Jessica Smith writes book on engineering and corporate social responsibility
Calls for greater corporate social responsibility place new demands on engineers’ everyday work, as Mines associate professor Jessica Smith demonstrates in a new book published by The MIT Press.
Titled “Extracting Accountability: Engineers and Corporate Social Responsibility,” Smith’s book traces how engineers working in the mining and oil and gas industries manage their accountabilities to their employers, to their profession, to the public, and ultimately to themselves. The book is available open access thanks to the National Science Foundation’s Cultivating Cultures for Ethical STEM program, which also funded the original research.
Carl Mitcham, an emeritus Mines professor and principal philosopher of engineering, described the book by saying, “There is no better study of the ground-level, life-lived complications for engineers as they work to transform the world in which we all have a stake. What Jessica Smith extracts from the complex world of mining throws light across the engineering profession as well as into the problematics of any engaged scholarship today.”
Smith is busy with a virtual book tour, with invited lectures for the American Society for Engineering Education, the Online Ethics Center for Engineering and Science, the IEEE ETHICS 2021 conference, the University of Pennsylvania’s Center for the Sustainable Separation of Metals, and other universities.
Smith and Mines student Cecilia Schroeder (MS in Humanitarian Engineering and Science) created lesson plans for engineering faculty who would like to use portions of the book to teach ethics in their own classes.
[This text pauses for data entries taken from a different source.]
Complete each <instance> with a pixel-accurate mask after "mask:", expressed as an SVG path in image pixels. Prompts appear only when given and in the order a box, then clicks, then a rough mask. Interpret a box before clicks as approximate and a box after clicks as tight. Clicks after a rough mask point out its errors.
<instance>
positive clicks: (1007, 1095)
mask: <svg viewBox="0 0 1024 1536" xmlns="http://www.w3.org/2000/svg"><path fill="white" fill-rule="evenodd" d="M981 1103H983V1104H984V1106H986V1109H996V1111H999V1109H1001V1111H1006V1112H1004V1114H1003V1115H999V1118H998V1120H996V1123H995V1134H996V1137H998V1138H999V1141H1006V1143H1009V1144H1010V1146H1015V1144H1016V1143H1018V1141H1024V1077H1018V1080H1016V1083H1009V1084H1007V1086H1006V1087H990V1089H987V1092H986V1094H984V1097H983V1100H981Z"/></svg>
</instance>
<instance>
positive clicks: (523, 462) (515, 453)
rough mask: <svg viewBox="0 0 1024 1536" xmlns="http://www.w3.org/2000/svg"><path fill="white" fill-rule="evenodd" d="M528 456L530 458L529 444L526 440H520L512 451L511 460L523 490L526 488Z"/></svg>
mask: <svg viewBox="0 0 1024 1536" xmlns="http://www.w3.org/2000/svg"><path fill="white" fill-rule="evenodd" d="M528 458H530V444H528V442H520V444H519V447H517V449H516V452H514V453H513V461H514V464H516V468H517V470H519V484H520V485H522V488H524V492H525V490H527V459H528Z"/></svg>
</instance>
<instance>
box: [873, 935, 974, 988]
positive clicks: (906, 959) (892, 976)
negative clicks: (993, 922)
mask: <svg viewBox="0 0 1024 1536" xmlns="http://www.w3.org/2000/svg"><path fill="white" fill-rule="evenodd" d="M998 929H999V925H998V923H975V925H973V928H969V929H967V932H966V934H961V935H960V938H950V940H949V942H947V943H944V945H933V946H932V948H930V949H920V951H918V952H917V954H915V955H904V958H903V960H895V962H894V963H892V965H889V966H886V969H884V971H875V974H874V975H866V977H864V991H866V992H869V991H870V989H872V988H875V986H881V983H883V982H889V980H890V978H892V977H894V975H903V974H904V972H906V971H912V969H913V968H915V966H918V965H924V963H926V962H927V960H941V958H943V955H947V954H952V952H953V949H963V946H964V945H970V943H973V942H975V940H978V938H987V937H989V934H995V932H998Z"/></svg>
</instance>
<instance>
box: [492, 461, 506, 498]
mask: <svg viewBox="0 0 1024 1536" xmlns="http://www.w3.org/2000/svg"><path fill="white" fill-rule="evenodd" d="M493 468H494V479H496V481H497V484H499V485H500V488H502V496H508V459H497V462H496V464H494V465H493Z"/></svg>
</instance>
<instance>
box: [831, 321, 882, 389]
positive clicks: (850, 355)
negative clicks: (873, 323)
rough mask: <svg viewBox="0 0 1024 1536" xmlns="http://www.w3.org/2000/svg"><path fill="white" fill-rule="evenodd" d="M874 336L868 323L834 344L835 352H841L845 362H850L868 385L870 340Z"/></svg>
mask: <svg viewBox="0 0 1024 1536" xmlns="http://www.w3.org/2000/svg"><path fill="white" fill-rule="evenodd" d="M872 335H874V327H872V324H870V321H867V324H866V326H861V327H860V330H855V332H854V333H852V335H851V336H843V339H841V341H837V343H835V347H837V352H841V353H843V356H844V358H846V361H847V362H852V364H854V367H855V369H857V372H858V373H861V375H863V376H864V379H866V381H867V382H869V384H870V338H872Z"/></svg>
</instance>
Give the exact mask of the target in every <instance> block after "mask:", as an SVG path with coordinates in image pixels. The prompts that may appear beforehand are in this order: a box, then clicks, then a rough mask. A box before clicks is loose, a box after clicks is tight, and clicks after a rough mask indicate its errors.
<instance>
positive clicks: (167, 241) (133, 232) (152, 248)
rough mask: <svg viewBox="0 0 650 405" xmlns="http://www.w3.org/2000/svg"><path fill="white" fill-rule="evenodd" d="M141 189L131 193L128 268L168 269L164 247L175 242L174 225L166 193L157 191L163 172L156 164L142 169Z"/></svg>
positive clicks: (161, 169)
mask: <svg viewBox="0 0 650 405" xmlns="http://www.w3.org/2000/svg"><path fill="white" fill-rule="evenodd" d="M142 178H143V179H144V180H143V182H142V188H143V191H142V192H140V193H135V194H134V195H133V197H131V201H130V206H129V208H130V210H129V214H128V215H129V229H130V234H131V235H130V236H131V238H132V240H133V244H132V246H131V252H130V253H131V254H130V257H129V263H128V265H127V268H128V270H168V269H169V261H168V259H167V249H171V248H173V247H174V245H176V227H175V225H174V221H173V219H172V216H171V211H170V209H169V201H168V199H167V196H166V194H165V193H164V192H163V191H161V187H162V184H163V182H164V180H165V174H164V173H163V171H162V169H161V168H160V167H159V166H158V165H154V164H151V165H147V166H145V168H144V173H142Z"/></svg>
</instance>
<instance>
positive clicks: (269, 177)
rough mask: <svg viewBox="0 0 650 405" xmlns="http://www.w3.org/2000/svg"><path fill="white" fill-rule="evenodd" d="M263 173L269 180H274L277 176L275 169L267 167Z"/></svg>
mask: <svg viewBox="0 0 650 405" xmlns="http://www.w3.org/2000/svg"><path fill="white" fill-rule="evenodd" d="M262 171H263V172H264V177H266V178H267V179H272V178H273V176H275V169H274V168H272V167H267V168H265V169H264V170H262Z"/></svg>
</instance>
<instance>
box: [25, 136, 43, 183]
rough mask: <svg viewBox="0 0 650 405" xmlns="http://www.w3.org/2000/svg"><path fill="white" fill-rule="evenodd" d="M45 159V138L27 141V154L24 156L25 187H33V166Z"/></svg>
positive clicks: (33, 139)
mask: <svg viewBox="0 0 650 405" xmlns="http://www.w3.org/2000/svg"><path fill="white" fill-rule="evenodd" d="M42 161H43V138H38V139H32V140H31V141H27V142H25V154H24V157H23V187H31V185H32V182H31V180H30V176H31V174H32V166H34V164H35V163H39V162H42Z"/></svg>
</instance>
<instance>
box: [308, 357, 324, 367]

Those are publicly available on the project website.
Smith is an anthropologist who previously published the book “Mining Coal and Undermining Gender: Rhythms of Work and Family in the American West” in 2014. She continues to write about energy transitions in coal communities.
Smith is a co-convener of the STS Underground network and co-organized the 2016 “Energy Ethics: Fragile Lives and Imagined Futures” conference at the University of St. Andrews. She holds a bachelor’s degree in international studies, anthropology and Latin American studies from Macalester College and a PhD in anthropology and a certificate in women’s studies from the University of Michigan.